4 de ellas (Tocopilla U12, U13, U14 y U15) tienen casi 60 años de antigüedad, por lo que estarían llegando al fin de su vida útil. De media, las centrales a carbón se retiran a los 54 años. Y mantenerlas más allá de eso, suele incurrir costos importantes de mantenimiento. De las otras cuatro, Bocamina tiene 49 años, Tarapacá 20 años, Ventanas 1 y 2 tienen 55 y 42 años.

Quedarían 20 centrales de carbón, el 80%, que no tienen actualmente cronograma de salida. Infraestructura Energética de Mejillones (IEM) empezó a generar hace pocos días.

¿Cómo impacta esta demora?

Con este panorama, es difícil justificar que se esté tomando la situación ambiental como la emergencia climática que es. A mí me gustaría que posicionemos realmente a Chile como el líder en descarbonización que necesitamos ser. Chile es un país pequeño, que en emisiones globales no tiene el peso que tiene China, India o Estados Unidos, pero si miramos las emisiones per cápita, podemos ver que tenemos un rol muy importante y clave que jugar.

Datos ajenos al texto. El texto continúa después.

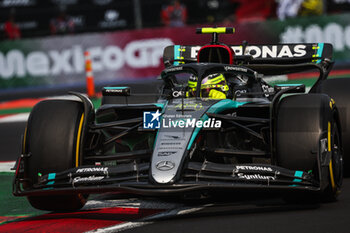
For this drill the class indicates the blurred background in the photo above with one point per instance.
(42, 42)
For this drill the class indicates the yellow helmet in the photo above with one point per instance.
(211, 82)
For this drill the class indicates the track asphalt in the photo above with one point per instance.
(114, 213)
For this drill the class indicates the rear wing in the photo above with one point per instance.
(256, 54)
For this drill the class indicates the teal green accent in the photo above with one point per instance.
(215, 108)
(52, 176)
(298, 174)
(289, 85)
(160, 105)
(115, 88)
(161, 120)
(176, 54)
(319, 51)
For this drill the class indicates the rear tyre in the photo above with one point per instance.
(52, 139)
(303, 121)
(338, 89)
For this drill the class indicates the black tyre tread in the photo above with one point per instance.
(338, 89)
(300, 122)
(51, 140)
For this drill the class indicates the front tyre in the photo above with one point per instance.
(52, 139)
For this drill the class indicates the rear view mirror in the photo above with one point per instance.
(294, 88)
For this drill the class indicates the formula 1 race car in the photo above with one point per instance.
(216, 126)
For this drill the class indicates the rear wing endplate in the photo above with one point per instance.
(260, 54)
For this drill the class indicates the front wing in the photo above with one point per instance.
(134, 178)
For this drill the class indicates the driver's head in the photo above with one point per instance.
(212, 86)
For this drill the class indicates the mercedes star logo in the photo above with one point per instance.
(165, 165)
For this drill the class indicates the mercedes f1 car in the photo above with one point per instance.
(258, 137)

Como sede de la COP25, deberíamos hacer todo lo posible para ser un ejemplo a seguir, tanto en la región como a nivel global.

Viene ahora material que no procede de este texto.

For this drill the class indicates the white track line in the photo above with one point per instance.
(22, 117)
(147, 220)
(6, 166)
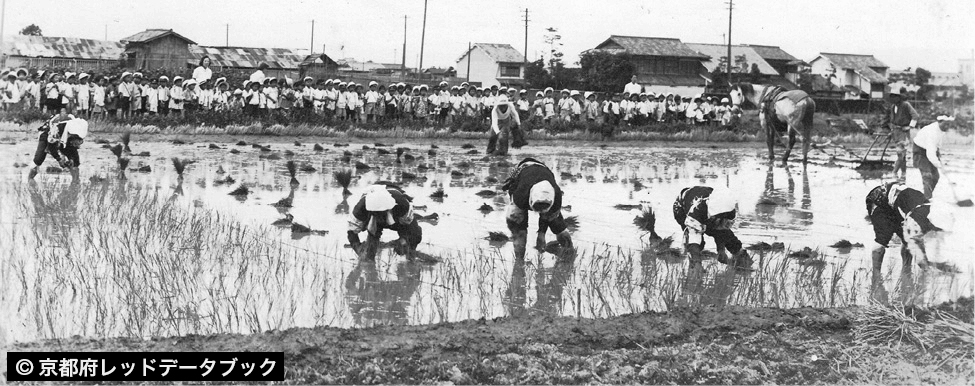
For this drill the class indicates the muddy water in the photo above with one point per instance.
(324, 284)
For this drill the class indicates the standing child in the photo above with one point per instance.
(69, 97)
(83, 91)
(420, 106)
(163, 92)
(371, 101)
(341, 102)
(135, 94)
(98, 99)
(549, 102)
(123, 104)
(190, 96)
(176, 96)
(151, 93)
(112, 97)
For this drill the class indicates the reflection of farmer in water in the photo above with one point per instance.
(549, 292)
(373, 301)
(702, 210)
(61, 136)
(384, 207)
(772, 198)
(895, 209)
(532, 187)
(51, 214)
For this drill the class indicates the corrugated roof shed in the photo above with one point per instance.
(717, 51)
(247, 57)
(858, 63)
(153, 34)
(500, 53)
(772, 52)
(647, 46)
(57, 47)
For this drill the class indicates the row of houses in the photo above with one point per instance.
(661, 64)
(165, 49)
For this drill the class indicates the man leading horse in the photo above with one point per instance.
(780, 111)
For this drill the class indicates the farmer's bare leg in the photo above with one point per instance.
(788, 148)
(769, 138)
(517, 220)
(877, 290)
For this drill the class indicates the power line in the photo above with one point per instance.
(526, 34)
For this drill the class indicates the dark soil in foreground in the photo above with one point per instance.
(736, 345)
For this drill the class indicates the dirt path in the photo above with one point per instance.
(735, 345)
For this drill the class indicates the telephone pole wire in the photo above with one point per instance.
(730, 7)
(526, 35)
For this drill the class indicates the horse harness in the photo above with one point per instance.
(767, 103)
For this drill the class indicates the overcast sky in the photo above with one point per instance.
(902, 33)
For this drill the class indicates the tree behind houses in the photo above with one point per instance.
(604, 71)
(31, 30)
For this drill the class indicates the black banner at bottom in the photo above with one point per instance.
(145, 366)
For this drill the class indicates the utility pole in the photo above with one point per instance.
(3, 16)
(526, 35)
(423, 36)
(730, 7)
(403, 69)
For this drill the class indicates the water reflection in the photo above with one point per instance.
(374, 301)
(776, 206)
(550, 286)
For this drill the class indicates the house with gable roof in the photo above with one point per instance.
(492, 64)
(860, 75)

¿El sector de las energías renovables hará alguna propuesta a las autoridades planteando acelerar el reemplazo de centrales a carbón?

En el camino a seguir hay dos temas principales que se deben abordar, uno es la descarbonización de la matriz eléctrica, 100% renovable cuanto antes, ojala en los próximos 10 o 15 años, y el otro es la electrificación tanto del transporte como de la calefacción.

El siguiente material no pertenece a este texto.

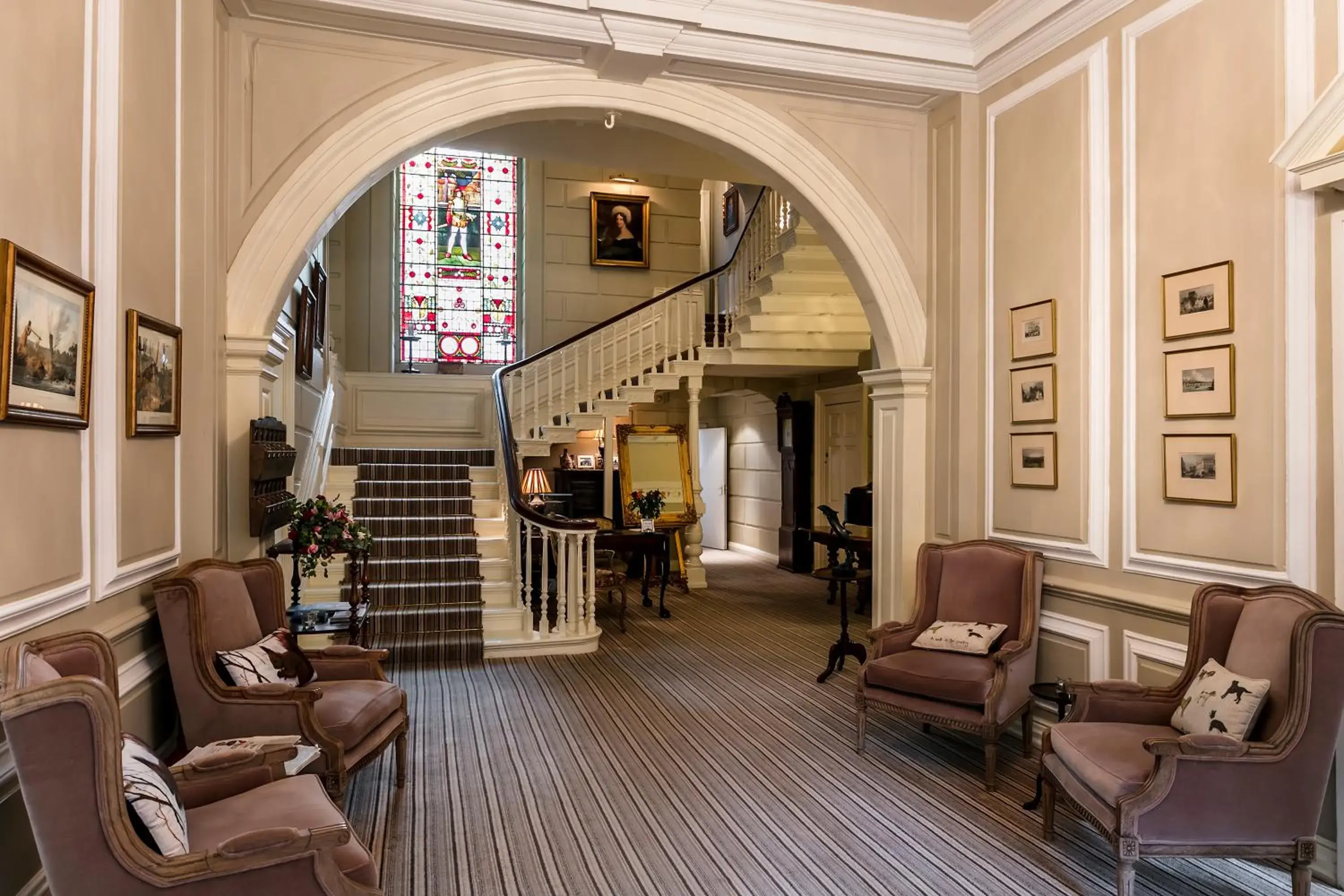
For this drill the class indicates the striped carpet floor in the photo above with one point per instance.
(698, 755)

¿Alcanza con plantear las metas hacia 2040?

Varios países de la región, Uruguay, Costa Rica y Paraguay, tienen una matriz prácticamente 100% renovable. En Chile estamos en una posición privilegiada que nos permitiría una descarbonización coherente con la planificación energética y la seguridad de suministro.

¿Cómo se compensaría la intermitencia las renovables reemplazando centrales a carbón?

A parte de la energía eólica y solar fotovoltaica que han bajado significativamente los precios de la energía, también tenemos muchas tecnologías renovables que además pueden generar las 24h. El desierto de Atacama es el lugar perfecto para implementar concentración solar, CSP. Tiene gran irradiación directa (DNI) con una variabilidad interanual mucho menor que la hidrología y no tiene la volatilidad e inseguridad asociada a importar combustibles fósiles. Ya tenemos una central de Geotermia. Tenemos grandes reservas de litio que podrían ser una materia prima clave en almacenamiento. Y adicionalmente hay proyectos muy interesantes que unen tecnología FV con bombeo hidráulico.

¿Y por qué no se avanza en esta dirección?

Solo hacen falta los instrumentos regulatorios para que estos proyectos y visión puedan materializarse. Al final, en Chile siempre hablamos del mercado, pero las reglas del juego que crean ese mercado las pone la regulación y por mucho tiempo esas reglas han favorecido una matriz hidro-térmica que ha externalizado costes y además está quedando obsoleta.